Clashes between the Sudanese army and the country’s paramilitaries have erupted in the capital and elsewhere in the African country after weeks of escalating tensions. (Marwan Ali/Associated Press)

Meanwhile, the BBC reported that a BBC News Arabic correspondent in Khartoum, Mohamed Osman, was beaten by a Sudanese soldier. The broadcaster said the army stopped Osman’s car on his way to work and he was taken to army headquarters in Omdurman. As he was explaining his movements to officers, he was struck in the head from behind by a soldier, the BBC reported.

The fighting comes after months of escalating tensions between generals and years of political turmoil following the October 2021 military coup.

US Secretary of State Antony Blinken and other senior diplomats have expressed extreme concern over the outbreak of violence. “We urge all actors to immediately stop the violence and avoid further escalations or troop mobilizations and continue talks to resolve outstanding issues,” Blinken wrote on Twitter.

United Nations Secretary General António Guterres; the European Union’s top diplomat, Josep Borrell; the Chairperson of the African Union Commission, Moussa Faki Mahamat; Arab League boss Ahmed Aboul Gheit; and Qatar have all called for a ceasefire and for the two sides to resume negotiations to settle their dispute.

Former Sudanese Prime Minister Abdalla Hamdok, ousted in the 2021 coup, has warned of possible regional conflict if fighting escalates. He urged army and RSF leaders to cease hostilities immediately.

“The shooting must stop immediately,” he said in a video message posted on his Twitter account.

Long-simmering tensions

The army and the RSF shared responsibility for initiating the clashes, which were concentrated in Khartoum but also took place in other parts of the country.

Current tensions between the army and the paramilitaries stem from disagreement over how the RSF should be integrated into the army and who should oversee the process. The merger is a key condition of Sudan’s unsigned transition agreement with the political groups.

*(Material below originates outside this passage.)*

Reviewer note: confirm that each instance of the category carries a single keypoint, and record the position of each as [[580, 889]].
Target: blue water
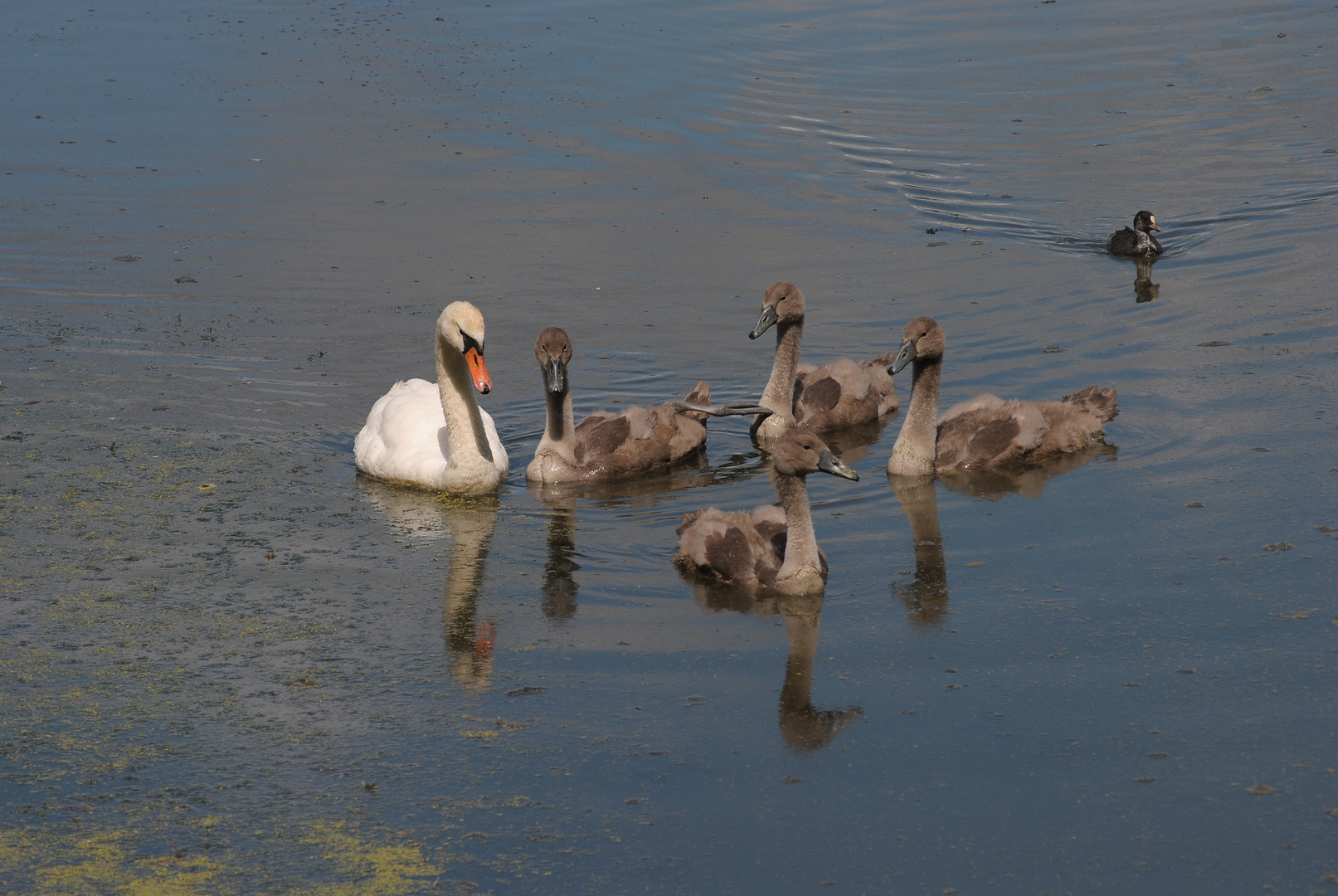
[[231, 665]]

A man speaks into a microphone.
General Mohamed Hamdan Dagalo, deputy head of Sudan’s sovereign council, speaks during a press conference at the Rapid Support Forces headquarters in Khartoum on February 19. Tensions between the army and the RSF have intensified in recent months. (Mohamed Nureldin Abdallah/Reuters)

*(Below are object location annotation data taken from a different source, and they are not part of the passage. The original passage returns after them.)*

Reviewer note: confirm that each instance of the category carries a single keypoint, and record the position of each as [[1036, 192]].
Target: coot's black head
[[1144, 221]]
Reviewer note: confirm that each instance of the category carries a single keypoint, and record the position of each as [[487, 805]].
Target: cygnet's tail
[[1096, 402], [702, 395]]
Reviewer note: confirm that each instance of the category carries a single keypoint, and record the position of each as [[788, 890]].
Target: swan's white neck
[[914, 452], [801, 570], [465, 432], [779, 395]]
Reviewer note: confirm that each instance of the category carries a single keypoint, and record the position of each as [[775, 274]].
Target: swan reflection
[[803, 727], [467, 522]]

The fighting began at a military base south of Khartoum, with the two sides trading accusations of launching an attack. The clashes then spread to many areas of the capital, particularly around the army headquarters, the airport and the Republican Palace, the seat of the country’s presidency.

The RSF alleged in a statement that their forces controlled many strategic locations in Khartoum and the northern town of Merowe, some 350 kilometers northwest of Khartoum. The military dismissed the claims as “lies”.

In a series of statements, the military also declared the RSF to be a rebel force and unleashed the powerful air force against RSF positions in and around Khartoum.

Volker Perthes, the United Nations envoy for Sudan, called on both sides for “an immediate cessation of fighting to ensure the safety of the Sudanese people and spare the country from further violence”.

Perthes and Saudi Arabia’s ambassador to Sudan, Ali bin Hassan Jafar, were leading communications with al-Burhan, the country’s top military official, and Dagalo to engage in dialogue to resolve their dispute, an official said. the UN who requested anonymity to discuss deliberations.

International powers Egypt, Saudi Arabia and the United Arab Emirates have called on those fighting in Sudan to show restraint and work for a political solution in the country.

US Ambassador to Sudan John Godfrey wrote online that he is “currently sheltering in place with the Embassy team, as Sudanese in Khartoum and elsewhere are doing.” He urged both sides to cease fire.

“The escalation of tensions within the military component to direct the fighting is extremely dangerous,” Godfrey wrote. “I urgently call on senior military officials to stop the fighting.”